LeetCode_Permutations II

Given a collection of numbers that might contain duplicates, return all possible unique permutations.

For example,
[1,1,2] have the following unique permutations:
[1,1,2], [1,2,1], and [2,1,1].

　　ＤＦＳ　＋　剪枝

class Solution {
public:
   void DFS(vector<int> &num, int size,vector<int> temp)
    {
        if(size == n){
            result.push_back(temp);
            return ;
        }
        for(int i = 0; i< n; i++)
        {
            if(flag[i] || (i!= 0 &&flag[i-1] && num[i] == num[i-1] ) )
                  continue;
            
            temp[size] = num[i];
            flag[i] = true;
            DFS(num, size+1, temp);
            flag[i] = false;
           
        }
    }
    vector<vector<int> > permuteUnique(vector<int> &num) {
        // Start typing your C/C++ solution below
        // DO NOT write int main() function
        n = num.size();
        result.clear();
        
        
        sort(num.begin(), num.end());
        
        if(n == 0) return result;
        flag.resize(n,false);
        vector<int> temp(n,0) ;         
        DFS(num,0,temp);   
        
        return result ;
    }
private :
   int  n;
   vector<bool> flag;
   vector<vector<int>> result;   
};

这里解释下剪枝的原理：　有重复元素的时候，因为重复的元素处理无序所以导致重复，所以只要给重复的元素进入temp定义一个次序就可以去掉重复。

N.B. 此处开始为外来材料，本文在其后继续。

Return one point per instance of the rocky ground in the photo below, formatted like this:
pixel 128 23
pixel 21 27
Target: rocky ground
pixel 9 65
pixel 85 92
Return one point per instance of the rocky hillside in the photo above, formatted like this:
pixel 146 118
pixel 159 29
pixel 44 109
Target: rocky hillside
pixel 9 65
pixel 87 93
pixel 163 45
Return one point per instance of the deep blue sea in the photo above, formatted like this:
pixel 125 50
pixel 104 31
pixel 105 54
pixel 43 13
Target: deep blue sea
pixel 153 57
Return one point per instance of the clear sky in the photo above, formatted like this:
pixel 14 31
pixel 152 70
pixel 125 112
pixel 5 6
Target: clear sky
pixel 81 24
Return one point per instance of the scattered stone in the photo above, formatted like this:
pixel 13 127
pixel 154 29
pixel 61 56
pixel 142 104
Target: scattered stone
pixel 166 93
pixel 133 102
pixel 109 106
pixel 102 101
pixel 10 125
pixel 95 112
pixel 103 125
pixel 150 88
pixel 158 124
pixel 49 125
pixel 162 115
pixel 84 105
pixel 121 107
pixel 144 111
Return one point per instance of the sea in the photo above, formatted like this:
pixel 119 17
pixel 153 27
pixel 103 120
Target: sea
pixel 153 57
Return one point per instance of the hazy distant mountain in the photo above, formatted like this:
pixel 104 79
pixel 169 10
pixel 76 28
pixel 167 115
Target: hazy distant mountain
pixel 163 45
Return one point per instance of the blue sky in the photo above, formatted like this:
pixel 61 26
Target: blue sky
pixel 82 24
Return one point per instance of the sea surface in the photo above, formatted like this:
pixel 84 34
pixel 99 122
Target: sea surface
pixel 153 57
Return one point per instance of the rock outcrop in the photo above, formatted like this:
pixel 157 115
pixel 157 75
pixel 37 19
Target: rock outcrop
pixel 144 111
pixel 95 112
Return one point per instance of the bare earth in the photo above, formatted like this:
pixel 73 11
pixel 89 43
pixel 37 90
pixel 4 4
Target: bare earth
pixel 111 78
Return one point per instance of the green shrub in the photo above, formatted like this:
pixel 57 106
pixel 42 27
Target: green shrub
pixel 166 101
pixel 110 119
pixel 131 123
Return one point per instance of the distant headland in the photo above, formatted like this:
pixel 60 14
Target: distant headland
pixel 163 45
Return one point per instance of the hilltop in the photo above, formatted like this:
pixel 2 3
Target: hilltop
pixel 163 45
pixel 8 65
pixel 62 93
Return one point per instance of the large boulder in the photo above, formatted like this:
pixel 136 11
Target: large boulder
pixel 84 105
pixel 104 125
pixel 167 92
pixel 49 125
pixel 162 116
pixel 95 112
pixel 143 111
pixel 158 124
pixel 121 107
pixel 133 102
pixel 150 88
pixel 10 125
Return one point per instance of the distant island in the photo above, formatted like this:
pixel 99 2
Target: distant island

这里定义次序的规则是： 先对所有元素排序对于有重复的元素，必须是排在后面的元素比排在前面的元素先进入temp

重写后，貌似比第一个版本要快一点

class Solution {
public:
	void DFS(vector<int> &num, vector<int> &tp, vector<bool> flag)
	{
		if(num.size() == tp.size()){
			res.push_back(tp);
			return;
		}
		for(int i = 0; i< num.size(); i++)
		{
			if(flag[i] == true) continue;
			if(i != 0 && num[i] == num[i-1] && flag[i-1] == false) continue;
		
		    flag[i] = true;
			tp.push_back(num[i]);
			DFS(num, tp, flag);
			tp.pop_back();
			flag[i] = false;
		}
	}
    vector<vector<int> > permuteUnique(vector<int> &num) {
        // Start typing your C/C++ solution below
        // DO NOT write int main() function
        res.clear();
		int len = num.size();
		if(len < 1) return res;
		sort(num.begin(), num.end());
		vector<bool> flag(len, false);
		vector<int> tp;
		DFS(num, tp, flag);
		return res;
		
    }
private:
	vector<vector<int>> res;
};